The following Saturday morning the group of ten students started arriving around 8am, we got right into having each student present their dream room. The student’s approaches and ideas were very in depth and detailed; one student really thought fully about his environment and even had a certain smell to allow him to be in the best mood possible while in his room. Other students thought about lighting, access and views to nature, the integration of technology and materiality of their rooms. After the group discussion we moved right into a lesson about scale, Rommel gave an excellent lesson about scale and how it is used in architecture. The students then had to draw a small studio space in 1”=1’-0” scale. All of the students were able to grasp the concept of using scale quite well.
Next we explained the design problem; we took the students on a tour of the site where their kiosk would be located. The site was located adjacent to CCA and a recently converted traffic intersection into a urban plaza, while at the site Ifeoma Ebo explained to students what issues and opportunities they should be thinking about for locating their kiosk. The student took photographs, created sketches of the site, noted views, approaches and environmental conditions. After a group discussion it was decided the students wanted to work in teams on their project ideas. The students spent the first half of the afternoon brain storming their business idea and then we had a group presentation and each group presented their idea. Each team was vigorously queried about their ideas by the other students; it reminded me of studio crit. Then students begin to start to finalize their drawings and begin their models, which continued until the end of the day.
Saturday the students arrived with an intense look in their eyes as they all knew they had a lot of work to complete by the end of the day. We explained to the students that they needed to finish their drawings by morning break so they could concentrate on their models for the rest of the day. Most groups finished their drawings in the morning. After lunch the students were profoundly working to make sure they had a quality model which truly represented their vision. Deanna Van Buren was instrumental in helping each team to develop and refine their models. In the true spirit of studio, as teams began to finish, they started to assist other teams who had yet to complete their work.
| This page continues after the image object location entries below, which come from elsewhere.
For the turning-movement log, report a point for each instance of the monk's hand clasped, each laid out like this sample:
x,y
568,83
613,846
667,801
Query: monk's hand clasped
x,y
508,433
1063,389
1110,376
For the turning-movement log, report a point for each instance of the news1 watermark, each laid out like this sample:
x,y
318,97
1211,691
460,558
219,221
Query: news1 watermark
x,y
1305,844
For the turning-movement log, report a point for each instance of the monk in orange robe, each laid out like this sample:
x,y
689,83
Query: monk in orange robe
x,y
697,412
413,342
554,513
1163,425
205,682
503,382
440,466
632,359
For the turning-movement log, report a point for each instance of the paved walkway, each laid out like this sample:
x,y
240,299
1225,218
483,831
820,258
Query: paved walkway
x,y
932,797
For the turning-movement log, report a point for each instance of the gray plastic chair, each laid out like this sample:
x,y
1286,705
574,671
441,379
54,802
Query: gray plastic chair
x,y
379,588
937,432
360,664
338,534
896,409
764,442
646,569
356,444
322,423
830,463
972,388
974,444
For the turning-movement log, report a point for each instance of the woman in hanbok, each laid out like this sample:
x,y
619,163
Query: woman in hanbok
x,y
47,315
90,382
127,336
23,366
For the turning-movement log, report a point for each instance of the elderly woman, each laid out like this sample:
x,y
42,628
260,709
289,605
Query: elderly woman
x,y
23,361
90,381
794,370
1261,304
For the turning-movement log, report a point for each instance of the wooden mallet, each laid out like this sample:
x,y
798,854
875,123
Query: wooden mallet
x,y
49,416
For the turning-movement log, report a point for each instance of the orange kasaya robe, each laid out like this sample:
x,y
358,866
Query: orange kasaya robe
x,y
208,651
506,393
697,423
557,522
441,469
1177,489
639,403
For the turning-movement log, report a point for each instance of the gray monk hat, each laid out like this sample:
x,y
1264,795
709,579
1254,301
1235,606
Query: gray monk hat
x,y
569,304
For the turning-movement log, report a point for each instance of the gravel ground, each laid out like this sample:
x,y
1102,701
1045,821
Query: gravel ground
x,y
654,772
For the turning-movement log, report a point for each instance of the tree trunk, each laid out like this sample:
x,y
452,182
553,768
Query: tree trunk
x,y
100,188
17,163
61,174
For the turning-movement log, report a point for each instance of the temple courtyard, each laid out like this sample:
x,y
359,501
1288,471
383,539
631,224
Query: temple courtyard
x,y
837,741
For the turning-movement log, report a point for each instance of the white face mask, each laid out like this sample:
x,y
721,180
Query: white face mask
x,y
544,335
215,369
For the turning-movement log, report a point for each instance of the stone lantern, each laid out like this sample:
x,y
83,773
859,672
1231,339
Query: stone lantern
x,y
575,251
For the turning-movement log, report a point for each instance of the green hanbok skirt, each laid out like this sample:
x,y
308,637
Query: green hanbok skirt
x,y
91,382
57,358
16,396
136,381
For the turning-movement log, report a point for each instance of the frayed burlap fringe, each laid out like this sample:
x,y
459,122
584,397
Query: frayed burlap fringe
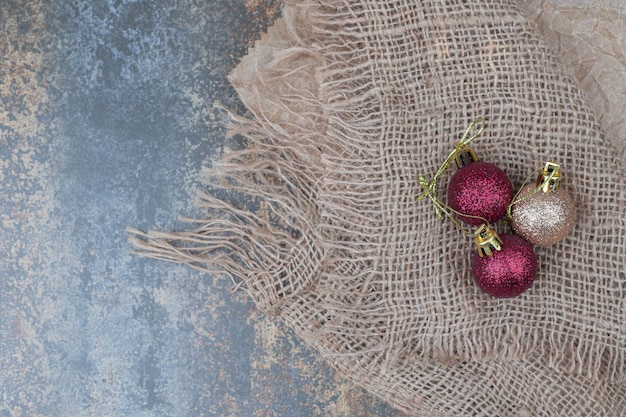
x,y
318,219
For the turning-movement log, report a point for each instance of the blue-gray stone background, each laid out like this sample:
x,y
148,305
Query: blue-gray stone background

Around 4pm we stopped the teams and we had them practice their presentation prior to the big show. The students spoke very eloquently and passionately about their projects to a group of 50+ parents and SFNOMA members and supporters. Several of the parents noted how impressed they were with all the groups and the quality of design ideas they came up with. One particular parent was delighted to see the students integrate sustainability in not only their design but also in the products the sold in their kiosk.
Overall the entire group was very happy with what they learned and accomplished in only two days. All the instructors were impressed with quality of work and connection each student had with their design. We were told by all students how much fun they had learning about architecture and how the wanted more opportunities to learn about design and become more aware of the space around them. I think we have a couple of future architects in group……the pipeline is growing.